Далеко внизу, у подножья гор, как ярко-зеленый океан, разлилась буйная тропическая растительность.
– Анды – южноамериканское продолжение Кордильер,
– сказал Винклер. – За ними пустынная низменность, а дальше – скалистые горы республики Эквадор.
– Удивительно! К этому трудно привыкнуть. Какая скорость, какая победа над пространством! – воскликнул
Фингер и еще раз пережил весь полет.
Европа – словно большая карта. Справа – Азорские острова, слева – острова Зеленого Мыса, едва различимые даже в сильнейший морской бинокль, Южная Америка…
Бассейн Амазонки с ее притоками, похожими на ветви дерева… Полукруг «атмосферного торможения» над Великим океаном и вновь берега Южной Америки, уже западные.
– Да, неплохой способ изучения географии. Это получше наших школьных книг и карт, – сказал Генри. – Но скорость черепашья. Иное дело – космический полет!
– Космический полет! Черепашья скорость! – в тоне
Блоттона продолжал Винклер. – Что значат какие-то двенадцать-восемнадцать километров в секунду космического полета по сравнению хотя бы с тридцатью километрами полета Земли? А звездные туманности! Некоторые из них летят с огромной скоростью.
– Именно? – спросил Блоттон.
– Около тысячи километров в секунду – обычная средняя скорость. Но есть и исключения. По новейшим данным, туманность Большая Медведица номер двадцать четыре летит со скоростью одиннадцать тысяч семьсот километров в секунду, Лев номер один – почти двадцать тысяч километров.
– Да, такая скорость мне нравится. Но не смейтесь, любезный Винклер.
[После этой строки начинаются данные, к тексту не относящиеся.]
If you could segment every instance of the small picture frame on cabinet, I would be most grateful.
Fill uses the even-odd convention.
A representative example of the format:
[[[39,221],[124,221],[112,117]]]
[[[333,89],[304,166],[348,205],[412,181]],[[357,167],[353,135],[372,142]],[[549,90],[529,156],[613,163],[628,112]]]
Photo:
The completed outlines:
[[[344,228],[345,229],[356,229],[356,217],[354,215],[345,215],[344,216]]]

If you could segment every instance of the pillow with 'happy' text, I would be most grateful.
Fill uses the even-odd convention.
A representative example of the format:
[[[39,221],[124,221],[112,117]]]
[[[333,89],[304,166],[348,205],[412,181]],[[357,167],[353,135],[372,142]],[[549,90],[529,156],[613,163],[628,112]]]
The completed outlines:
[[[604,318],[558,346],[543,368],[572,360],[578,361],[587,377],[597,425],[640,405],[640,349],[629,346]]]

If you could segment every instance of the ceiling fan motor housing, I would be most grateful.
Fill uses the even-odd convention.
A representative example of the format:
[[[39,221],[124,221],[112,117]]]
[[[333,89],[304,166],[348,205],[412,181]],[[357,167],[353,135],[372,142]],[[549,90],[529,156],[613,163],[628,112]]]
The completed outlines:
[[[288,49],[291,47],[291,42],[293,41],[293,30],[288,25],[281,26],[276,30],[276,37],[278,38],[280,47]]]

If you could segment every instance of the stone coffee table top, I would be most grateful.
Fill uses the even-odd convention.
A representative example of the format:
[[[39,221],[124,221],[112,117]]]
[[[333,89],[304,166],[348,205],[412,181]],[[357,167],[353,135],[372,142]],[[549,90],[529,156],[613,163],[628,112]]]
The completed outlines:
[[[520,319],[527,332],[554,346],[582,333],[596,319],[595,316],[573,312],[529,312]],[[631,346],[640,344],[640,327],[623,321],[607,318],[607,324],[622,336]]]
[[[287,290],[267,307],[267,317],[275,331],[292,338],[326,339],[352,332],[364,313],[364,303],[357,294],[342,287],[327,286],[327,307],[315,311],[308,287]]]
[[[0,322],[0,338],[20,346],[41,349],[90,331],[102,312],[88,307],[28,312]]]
Я мало понимаю в таких вещах, но наш друг Лео Цандер говорил мне, что когда мы в совершенстве овладеем радиоактивной энергией, то можно будет достигнуть и скорости света.
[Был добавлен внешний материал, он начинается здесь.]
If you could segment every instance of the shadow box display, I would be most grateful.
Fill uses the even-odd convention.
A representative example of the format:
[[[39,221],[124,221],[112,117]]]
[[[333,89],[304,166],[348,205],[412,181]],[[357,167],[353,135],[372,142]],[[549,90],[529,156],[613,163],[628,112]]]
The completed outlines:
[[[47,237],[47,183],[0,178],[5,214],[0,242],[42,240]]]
– Увы, даже со скоростью света вам придется лететь до ближайшей звезды четыре года и четыре месяца. До других же солнц-звезд, которых мы считаем нашими «соседями» в мировом пространстве, – десять-пятнадцать лет.
Лишь несколько десятков звезд находятся от нас на таком близком расстоянии. До остальных пришлось бы лететь сотни и тысячи лет. Вас окружала бы необъятная пустыня в течение месяцев, годов, десятков лет. Всякое понятие о времени исчезнет.
– Какая ближайшая к Солнцу звезда? – спросил Блоттон.
– Альфа Центавра. Всего около сорока триллионов километров.
– Четыре года с небольшим – не так уж много.
Помолчав, лорд Генри вернулся к земным делам:
– А почему, собственно, для старта выбрано это дикое, пустынное место?
– Именно потому, что оно дикое, пустынное, нелюдимое. Таково желание акционеров вашего дикого общества
«Ноев ковчег». Конспирация.
– Но ведь пустынных мест немало на земном шаре,
взять хотя бы Южный полюс. Там нам никто не помешал бы, даже вездесущие репортеры. Почему именно здесь? Я
хотел бы знать, чем определялся выбор.